To this point, Werner has said the reporters continually believed they had legal authorization to access the site.

Brown said reporters have certain immunities and privileges, but are not above the law.

"Any ethical dilemma needs to be recognized and discussed," Brown said.

"Newspapers should have a general policy of discussing any confidential information. That includes the use of anonymous sources, what justifies confidentiality and access to things that other people don't have."

Brown, however, said he considered the coroner the "major player" in the  case and "the one whose ethics and motivations are the most open to question."

Hansen, the Eastern Kentucky University professor, said if the reporters believed they had permission to access the Web site and that viewing it wasn't against the law, "there would not have been the warning bells that said maybe we should not be here."

"I could see how it would be easy — because you've been given access — to think it's OK to look at those files," she said. "It doesn't mean that it necessarily was (legal), but you would be able to justify it to yourself."

But journalists sometimes forget they "don't have any greater right of access than Tom, Dick or Harry off the street, and as a journalist you can't break the law," she said.

"Most of the time when the news media find themselves in ethical hot water, it's because they didn't stop to think about the possible consequences of what they were doing," Hansen said.
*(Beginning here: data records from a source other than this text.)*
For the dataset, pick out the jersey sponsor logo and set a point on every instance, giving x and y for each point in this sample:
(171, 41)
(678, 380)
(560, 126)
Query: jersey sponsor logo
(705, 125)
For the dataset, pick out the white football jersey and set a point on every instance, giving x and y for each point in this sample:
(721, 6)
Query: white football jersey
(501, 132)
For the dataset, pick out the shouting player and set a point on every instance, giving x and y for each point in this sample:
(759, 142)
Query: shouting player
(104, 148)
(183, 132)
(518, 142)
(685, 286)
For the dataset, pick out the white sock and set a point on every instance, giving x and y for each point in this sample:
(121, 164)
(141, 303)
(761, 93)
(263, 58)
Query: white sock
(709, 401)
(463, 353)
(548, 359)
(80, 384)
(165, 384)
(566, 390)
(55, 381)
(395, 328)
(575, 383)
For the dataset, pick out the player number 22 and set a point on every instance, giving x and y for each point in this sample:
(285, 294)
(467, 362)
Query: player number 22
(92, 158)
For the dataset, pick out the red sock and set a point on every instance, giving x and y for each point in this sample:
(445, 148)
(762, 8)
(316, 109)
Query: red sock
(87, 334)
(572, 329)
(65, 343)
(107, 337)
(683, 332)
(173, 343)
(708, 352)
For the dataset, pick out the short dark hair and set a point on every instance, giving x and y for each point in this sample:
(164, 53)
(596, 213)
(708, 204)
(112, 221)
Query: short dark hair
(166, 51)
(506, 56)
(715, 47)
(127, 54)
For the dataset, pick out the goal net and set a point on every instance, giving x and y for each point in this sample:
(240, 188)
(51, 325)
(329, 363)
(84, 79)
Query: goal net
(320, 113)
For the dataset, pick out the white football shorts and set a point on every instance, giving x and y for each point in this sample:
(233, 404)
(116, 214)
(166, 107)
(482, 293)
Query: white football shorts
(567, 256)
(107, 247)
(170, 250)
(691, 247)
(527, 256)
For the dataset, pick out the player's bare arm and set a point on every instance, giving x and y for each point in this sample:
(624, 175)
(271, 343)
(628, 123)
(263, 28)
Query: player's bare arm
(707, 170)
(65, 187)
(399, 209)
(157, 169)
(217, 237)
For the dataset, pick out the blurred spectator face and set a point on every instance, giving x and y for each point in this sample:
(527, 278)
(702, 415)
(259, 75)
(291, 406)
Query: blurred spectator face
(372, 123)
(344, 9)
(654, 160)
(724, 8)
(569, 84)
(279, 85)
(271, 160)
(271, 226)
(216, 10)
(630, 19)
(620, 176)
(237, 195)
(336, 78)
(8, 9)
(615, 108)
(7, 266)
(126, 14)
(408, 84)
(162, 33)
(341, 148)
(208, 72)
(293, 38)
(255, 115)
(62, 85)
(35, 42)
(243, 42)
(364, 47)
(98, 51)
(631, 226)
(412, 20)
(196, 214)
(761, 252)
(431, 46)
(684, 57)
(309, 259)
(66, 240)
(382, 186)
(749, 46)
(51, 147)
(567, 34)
Responding to the criticism, Intelligencer Journal editor Ray Shaw said, "I have great respect for the views of newspaper ethicists, some of whom have called into question our actions in accessing the 911 Web site."

"Given what we know now, we certainly would have handled things differently then and will use this experience to improve our policies and training in the future," Shaw said.

"But I'm absolutely convinced that the staff members of the Intell involved  had no doubts that they had the authority, from someone in a position to give it, to make use of a limited portion of this site," he said.

"We greatly value the trust the public places in us to deliver the news  thoroughly, accurately and, certainly, ethically.

"We would never knowingly do anything to damage that trust — in the past, at the present and in the future."